Python is the most popular language for web scraping - and for good reason. Its readable syntax, massive library ecosystem, and active community make it the go-to choice for extracting data from websites. Whether you're building a price tracker, collecting research data, or feeding web content into an AI pipeline, Python has a library that fits.
This guide covers everything you need to build a Python web scraper in 2026: the best libraries (including newer alternatives to the classics), working code examples you can run immediately, and strategies for handling the challenges you'll inevitably hit - CAPTCHAs, JavaScript rendering, IP blocks, and more.
If you'd rather skip the coding entirely, we also cover the no-code alternative that lets you extract data from any website in 2 minutes.
What is web scraping?
Web scraping is the automated process of extracting data from websites. Instead of manually copying information, a scraper makes HTTP requests to web pages, parses the HTML content, and pulls out the specific data you need - product prices, job listings, contact information, search results, or any other structured data.
The extracted data is typically saved to a spreadsheet, database, or API for analysis, monitoring, or integration into business workflows.

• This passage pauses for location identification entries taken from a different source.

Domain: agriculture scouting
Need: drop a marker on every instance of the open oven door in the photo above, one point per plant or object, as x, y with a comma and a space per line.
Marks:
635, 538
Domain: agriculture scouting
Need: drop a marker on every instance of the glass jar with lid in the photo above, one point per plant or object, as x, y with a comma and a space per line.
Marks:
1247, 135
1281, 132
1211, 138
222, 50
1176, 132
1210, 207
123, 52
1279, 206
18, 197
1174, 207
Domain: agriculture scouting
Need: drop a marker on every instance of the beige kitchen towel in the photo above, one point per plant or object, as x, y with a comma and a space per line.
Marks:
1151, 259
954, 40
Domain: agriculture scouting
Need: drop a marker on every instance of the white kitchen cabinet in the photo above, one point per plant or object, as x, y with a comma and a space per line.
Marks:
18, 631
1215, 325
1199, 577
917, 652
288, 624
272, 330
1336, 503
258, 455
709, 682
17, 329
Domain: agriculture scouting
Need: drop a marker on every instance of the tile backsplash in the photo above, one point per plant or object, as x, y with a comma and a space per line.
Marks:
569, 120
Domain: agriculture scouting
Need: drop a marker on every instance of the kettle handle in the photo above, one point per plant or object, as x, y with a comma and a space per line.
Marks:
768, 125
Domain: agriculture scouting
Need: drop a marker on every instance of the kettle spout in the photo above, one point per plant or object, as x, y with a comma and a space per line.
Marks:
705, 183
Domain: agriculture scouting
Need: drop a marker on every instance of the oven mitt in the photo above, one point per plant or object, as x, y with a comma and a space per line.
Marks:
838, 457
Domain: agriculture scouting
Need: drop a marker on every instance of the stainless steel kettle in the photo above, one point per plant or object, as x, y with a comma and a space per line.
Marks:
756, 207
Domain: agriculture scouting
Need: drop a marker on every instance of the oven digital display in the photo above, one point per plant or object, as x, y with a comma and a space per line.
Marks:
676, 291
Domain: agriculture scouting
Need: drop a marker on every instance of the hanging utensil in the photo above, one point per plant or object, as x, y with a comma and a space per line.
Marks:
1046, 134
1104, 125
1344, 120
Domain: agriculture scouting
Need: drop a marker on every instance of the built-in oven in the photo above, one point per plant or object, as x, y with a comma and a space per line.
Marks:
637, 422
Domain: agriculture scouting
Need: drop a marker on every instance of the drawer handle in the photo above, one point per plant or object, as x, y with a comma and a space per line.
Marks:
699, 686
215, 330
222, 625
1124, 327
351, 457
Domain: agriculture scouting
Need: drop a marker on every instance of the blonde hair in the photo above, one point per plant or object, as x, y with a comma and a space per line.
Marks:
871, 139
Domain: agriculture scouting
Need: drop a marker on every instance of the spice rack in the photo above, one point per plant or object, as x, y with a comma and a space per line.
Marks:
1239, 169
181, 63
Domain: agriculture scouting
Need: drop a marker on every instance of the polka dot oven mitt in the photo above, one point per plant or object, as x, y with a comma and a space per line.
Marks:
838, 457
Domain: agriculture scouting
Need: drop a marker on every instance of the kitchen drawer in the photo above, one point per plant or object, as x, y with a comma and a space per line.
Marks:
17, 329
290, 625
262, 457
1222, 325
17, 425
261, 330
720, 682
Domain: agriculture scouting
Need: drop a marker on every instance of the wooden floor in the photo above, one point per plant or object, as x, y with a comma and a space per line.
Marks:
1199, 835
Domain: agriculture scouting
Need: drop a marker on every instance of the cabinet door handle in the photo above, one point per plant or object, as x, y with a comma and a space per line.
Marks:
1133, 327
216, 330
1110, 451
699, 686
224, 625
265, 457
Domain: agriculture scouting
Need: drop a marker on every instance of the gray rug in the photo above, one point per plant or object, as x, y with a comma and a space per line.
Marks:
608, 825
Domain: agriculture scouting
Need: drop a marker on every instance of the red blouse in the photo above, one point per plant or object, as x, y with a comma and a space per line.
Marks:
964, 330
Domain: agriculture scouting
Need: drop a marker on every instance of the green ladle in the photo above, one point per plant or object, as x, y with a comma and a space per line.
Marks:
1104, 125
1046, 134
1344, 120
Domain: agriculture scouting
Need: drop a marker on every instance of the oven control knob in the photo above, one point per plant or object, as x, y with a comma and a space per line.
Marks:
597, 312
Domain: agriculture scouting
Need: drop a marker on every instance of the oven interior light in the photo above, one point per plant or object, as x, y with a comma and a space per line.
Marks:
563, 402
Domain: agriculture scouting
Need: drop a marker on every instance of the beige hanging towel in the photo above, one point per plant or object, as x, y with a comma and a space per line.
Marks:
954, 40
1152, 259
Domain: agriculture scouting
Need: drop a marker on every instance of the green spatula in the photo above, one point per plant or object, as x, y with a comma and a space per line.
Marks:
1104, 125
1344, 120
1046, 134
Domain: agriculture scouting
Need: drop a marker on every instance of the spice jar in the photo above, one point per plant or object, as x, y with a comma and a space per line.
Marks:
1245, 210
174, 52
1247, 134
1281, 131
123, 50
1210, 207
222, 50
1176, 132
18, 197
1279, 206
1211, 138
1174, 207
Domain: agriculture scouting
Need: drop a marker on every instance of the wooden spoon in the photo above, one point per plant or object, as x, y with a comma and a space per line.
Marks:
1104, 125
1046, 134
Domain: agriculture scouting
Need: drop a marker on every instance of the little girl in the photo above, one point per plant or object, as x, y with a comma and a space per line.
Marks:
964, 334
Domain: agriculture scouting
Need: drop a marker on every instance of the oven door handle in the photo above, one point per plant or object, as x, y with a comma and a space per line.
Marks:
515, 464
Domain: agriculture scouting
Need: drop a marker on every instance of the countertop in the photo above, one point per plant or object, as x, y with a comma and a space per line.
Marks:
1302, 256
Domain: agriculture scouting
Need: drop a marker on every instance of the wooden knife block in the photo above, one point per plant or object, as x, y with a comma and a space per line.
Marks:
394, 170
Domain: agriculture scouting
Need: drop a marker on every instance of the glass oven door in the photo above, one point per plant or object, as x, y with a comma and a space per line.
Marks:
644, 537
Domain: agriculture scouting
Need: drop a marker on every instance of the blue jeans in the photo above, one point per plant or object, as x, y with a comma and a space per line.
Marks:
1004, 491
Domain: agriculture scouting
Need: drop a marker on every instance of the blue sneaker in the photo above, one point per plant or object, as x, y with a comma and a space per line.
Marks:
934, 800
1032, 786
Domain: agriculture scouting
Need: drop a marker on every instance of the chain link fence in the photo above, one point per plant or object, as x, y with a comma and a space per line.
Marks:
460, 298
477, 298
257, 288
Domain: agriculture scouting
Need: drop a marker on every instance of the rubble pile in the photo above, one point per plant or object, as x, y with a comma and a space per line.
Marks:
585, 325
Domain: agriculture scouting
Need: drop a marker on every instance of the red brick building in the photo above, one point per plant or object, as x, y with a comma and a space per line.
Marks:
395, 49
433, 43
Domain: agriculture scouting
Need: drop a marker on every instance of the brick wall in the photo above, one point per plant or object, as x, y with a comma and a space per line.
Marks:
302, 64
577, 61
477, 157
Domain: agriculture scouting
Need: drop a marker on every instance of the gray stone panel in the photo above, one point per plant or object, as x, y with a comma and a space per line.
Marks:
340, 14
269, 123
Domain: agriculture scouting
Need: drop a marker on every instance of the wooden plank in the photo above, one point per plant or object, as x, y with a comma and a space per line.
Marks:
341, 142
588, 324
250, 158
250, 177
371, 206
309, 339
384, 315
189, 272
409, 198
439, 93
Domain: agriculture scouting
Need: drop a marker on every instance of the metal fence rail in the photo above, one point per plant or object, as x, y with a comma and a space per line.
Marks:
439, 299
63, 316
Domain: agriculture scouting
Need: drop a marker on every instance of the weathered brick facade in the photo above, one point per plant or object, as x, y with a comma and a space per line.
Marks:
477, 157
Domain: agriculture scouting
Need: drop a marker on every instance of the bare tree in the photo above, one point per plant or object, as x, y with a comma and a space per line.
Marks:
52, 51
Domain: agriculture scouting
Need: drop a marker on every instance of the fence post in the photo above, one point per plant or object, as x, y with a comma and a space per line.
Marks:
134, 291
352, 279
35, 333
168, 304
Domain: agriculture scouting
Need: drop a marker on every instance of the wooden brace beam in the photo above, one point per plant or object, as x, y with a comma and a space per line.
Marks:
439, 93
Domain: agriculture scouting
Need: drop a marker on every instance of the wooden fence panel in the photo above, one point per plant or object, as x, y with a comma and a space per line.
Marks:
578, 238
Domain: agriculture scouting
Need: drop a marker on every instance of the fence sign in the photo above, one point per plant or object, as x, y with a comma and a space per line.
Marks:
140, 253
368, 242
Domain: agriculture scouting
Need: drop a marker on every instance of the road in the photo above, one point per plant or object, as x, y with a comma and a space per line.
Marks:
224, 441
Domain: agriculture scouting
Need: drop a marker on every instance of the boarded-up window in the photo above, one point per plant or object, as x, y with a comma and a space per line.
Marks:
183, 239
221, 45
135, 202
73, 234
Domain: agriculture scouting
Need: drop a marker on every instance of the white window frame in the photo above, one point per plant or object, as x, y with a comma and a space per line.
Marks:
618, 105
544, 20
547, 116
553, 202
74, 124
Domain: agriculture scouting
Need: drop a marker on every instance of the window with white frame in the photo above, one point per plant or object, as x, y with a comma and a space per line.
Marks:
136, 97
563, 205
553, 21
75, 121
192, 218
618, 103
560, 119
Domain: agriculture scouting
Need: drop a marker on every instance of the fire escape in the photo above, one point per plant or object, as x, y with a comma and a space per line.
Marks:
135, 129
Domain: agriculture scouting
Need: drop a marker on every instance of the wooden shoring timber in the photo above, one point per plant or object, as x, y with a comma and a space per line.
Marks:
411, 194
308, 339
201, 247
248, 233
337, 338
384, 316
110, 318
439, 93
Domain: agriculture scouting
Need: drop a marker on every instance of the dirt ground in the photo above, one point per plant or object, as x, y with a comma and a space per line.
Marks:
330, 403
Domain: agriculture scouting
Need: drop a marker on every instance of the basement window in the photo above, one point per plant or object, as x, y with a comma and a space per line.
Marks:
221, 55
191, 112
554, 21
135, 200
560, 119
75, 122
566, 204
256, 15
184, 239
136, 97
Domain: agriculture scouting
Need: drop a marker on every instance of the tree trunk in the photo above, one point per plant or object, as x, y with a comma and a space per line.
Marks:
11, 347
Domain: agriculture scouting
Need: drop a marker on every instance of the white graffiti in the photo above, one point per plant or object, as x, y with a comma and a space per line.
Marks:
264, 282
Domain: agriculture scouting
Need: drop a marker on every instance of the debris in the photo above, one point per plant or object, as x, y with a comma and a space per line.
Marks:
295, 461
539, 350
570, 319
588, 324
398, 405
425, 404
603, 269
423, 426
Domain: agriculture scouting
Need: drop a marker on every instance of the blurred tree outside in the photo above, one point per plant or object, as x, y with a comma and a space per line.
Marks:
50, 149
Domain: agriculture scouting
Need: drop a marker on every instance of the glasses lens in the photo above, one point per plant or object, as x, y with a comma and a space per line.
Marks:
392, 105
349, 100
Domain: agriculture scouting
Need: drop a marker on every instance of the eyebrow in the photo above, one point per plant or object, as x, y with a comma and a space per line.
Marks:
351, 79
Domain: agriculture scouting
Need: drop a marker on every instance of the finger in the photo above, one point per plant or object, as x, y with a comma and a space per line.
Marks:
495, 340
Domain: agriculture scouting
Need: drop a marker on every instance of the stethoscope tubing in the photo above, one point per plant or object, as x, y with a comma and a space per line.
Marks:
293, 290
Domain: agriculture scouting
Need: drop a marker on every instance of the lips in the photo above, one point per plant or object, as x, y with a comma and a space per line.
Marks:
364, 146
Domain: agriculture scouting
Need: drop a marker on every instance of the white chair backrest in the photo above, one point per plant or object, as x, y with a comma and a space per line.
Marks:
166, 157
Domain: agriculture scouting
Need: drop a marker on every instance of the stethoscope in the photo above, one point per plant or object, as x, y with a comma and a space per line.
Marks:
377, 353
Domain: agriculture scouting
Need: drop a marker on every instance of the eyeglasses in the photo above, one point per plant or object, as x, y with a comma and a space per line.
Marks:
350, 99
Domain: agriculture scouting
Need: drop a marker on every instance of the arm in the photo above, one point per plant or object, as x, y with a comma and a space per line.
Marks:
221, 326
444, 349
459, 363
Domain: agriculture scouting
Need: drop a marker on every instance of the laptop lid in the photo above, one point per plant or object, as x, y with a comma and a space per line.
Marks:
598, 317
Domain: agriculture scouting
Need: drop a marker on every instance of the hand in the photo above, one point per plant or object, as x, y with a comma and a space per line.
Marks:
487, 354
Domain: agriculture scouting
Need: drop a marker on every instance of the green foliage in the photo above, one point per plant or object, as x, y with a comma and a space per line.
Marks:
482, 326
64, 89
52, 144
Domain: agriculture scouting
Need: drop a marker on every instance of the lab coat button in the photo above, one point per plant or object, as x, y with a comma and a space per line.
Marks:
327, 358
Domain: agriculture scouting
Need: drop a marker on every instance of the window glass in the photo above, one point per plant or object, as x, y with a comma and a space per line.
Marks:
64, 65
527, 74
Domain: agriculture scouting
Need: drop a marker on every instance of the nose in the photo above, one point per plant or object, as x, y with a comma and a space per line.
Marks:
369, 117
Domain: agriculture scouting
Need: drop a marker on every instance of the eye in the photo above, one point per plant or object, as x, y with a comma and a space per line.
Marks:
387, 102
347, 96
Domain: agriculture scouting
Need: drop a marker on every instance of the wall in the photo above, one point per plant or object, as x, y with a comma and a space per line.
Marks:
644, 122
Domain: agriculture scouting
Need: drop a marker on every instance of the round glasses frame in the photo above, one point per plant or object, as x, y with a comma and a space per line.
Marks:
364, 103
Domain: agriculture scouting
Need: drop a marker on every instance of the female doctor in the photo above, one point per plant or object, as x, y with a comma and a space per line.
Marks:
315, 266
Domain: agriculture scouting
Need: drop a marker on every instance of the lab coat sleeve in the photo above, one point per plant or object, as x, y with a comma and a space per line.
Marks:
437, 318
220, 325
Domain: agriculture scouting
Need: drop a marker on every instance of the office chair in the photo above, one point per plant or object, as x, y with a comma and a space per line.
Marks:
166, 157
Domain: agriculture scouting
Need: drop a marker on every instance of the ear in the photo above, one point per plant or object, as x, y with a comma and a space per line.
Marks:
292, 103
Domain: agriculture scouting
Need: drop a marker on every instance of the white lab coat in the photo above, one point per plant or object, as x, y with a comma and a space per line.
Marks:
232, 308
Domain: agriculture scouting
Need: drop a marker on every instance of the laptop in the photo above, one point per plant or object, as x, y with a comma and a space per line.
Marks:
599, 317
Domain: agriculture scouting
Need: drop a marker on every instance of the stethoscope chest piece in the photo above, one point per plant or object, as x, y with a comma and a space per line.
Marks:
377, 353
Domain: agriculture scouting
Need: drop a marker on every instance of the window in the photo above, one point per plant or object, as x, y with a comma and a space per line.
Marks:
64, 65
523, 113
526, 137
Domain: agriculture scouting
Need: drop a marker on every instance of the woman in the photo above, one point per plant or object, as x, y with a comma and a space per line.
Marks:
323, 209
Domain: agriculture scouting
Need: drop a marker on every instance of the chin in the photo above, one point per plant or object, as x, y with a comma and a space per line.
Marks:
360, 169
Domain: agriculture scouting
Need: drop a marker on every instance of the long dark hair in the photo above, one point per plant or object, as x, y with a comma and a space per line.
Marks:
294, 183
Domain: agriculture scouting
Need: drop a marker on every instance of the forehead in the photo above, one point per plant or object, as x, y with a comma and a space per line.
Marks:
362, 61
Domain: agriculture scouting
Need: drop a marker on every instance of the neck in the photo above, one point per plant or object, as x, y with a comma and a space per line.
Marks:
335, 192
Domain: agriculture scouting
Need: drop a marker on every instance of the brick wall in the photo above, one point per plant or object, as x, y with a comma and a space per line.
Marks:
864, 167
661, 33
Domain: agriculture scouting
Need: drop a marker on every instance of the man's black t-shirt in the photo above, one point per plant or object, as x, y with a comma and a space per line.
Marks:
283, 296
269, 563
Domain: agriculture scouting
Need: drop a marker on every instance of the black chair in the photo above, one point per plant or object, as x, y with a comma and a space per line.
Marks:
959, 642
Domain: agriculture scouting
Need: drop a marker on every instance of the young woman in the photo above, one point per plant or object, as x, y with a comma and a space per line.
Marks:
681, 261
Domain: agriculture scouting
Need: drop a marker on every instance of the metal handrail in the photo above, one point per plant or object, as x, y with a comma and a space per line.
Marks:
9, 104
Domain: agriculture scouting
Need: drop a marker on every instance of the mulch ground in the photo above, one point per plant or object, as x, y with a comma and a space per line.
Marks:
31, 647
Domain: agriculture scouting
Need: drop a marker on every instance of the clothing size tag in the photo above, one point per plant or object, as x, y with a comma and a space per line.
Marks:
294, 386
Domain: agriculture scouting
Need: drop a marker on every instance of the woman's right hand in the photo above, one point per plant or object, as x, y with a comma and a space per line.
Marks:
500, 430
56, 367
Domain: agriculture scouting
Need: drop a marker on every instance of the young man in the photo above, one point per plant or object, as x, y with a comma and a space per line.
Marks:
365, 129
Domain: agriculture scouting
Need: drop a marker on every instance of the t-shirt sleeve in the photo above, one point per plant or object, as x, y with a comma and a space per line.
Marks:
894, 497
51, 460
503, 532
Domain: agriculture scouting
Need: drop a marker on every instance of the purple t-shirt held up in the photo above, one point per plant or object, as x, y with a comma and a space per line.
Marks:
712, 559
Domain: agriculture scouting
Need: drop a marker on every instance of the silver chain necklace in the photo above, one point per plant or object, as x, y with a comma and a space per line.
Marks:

Prerequisites: what you need before you start
Before writing your first scraper, you'll need three things:
- Python 3.8+ - Download from python.org. Most systems come with Python pre-installed; run
python3 --versionto check. - A code editor - VS Code, PyCharm, or even Jupyter Notebook. Any editor with Python support works.
- pip - Python's package manager (included with Python 3.4+). You'll use it to install scraping libraries.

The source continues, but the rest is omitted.